[PATCH 2/2] block/xen-blkfront: Handle non-indirect grant with 64KB pages

From: Julien Grall
Date: Fri Sep 11 2015 - 15:33:48 EST

Next message: Lee Jones: "Re: [PATCH v2 7/9] ARM: STi: DT: STiH407: Add FDMA driver dt nodes."
Previous message: Julien Grall: "[PATCH 0/2] block/xen-blkfront: Support non-indirect with 64KB page granularity"
In reply to: Julien Grall: "[PATCH 1/2] block/xen-blkfront: Introduce blkif_ring_get_request"
Next in thread: Bob Liu: "Re: [Xen-devel] [PATCH 0/2] block/xen-blkfront: Support non-indirect with 64KB page granularity"
Messages sorted by: [ date ] [ thread ] [ subject ] [ author ]

The minimal size of request in the block framework is always PAGE_SIZE.
It means that when 64KB guest is support, the request will at least be
64KB.

Although, if the backend doesn't support indirect grant (such as QDISK
in QEMU), a ring request is only able to accomodate 11 segments of 4KB
(i.e 44KB).

The current frontend is assuming that an I/O request will always fit in
a ring request. This is not true any more when using 64KB page
granularity and will therefore crash during the boot.

On ARM64, the ABI is completely neutral to the page granularity used by
the domU. The guest has the choice between different page granularity
supported by the processors (for instance on ARM64: 4KB, 16KB, 64KB).
This can't be enforced by the hypervisor and therefore it's possible to
run guests using different page granularity.

So we can't mandate the block backend to support non-indirect grant
when the frontend is using 64KB page granularity and have to fix it
properly in the frontend.

The solution exposed below is based on modifying directly the frontend
guest rather than asking the block framework to support smaller size
(i.e < PAGE_SIZE). This is because the change is the block framework are
not trivial as everything seems to relying on a struct *page (see [1]).
Although, it may be possible that someone succeed to do it in the future
and we would therefore be able to use advantage.

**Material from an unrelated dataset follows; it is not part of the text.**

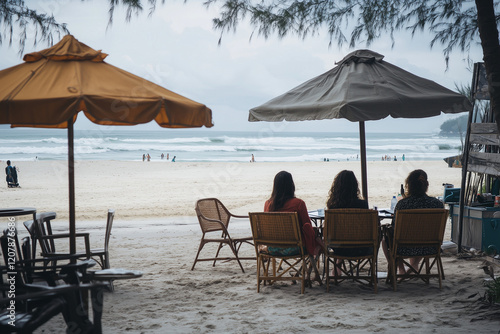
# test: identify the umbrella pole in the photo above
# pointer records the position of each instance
(362, 153)
(71, 176)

Given that a block request may not fit in a single ring request, a
second request is introduced for the data that cannot fit in the first
one. This means that the second request should never be used on Linux
configuration using a page granularity < 44KB.

Note that the parameters blk_queue_max_* helpers haven't been updated.
The block code will set mimimum size supported and we may be able to
support directly any change in the block framework that lower down the
mimimal size of a request.

[1] http://lists.xen.org/archives/html/xen-devel/2015-08/msg02200.html

Signed-off-by: Julien Grall <julien.grall@xxxxxxxxxx>

---
Cc: Konrad Rzeszutek Wilk <konrad.wilk@xxxxxxxxxx>
Cc: "Roger Pau MonnÃ" <roger.pau@xxxxxxxxxx>
Cc: Boris Ostrovsky <boris.ostrovsky@xxxxxxxxxx>
Cc: David Vrabel <david.vrabel@xxxxxxxxxx>
---
drivers/block/xen-blkfront.c | 199 +++++++++++++++++++++++++++++++++++++++----
1 file changed, 183 insertions(+), 16 deletions(-)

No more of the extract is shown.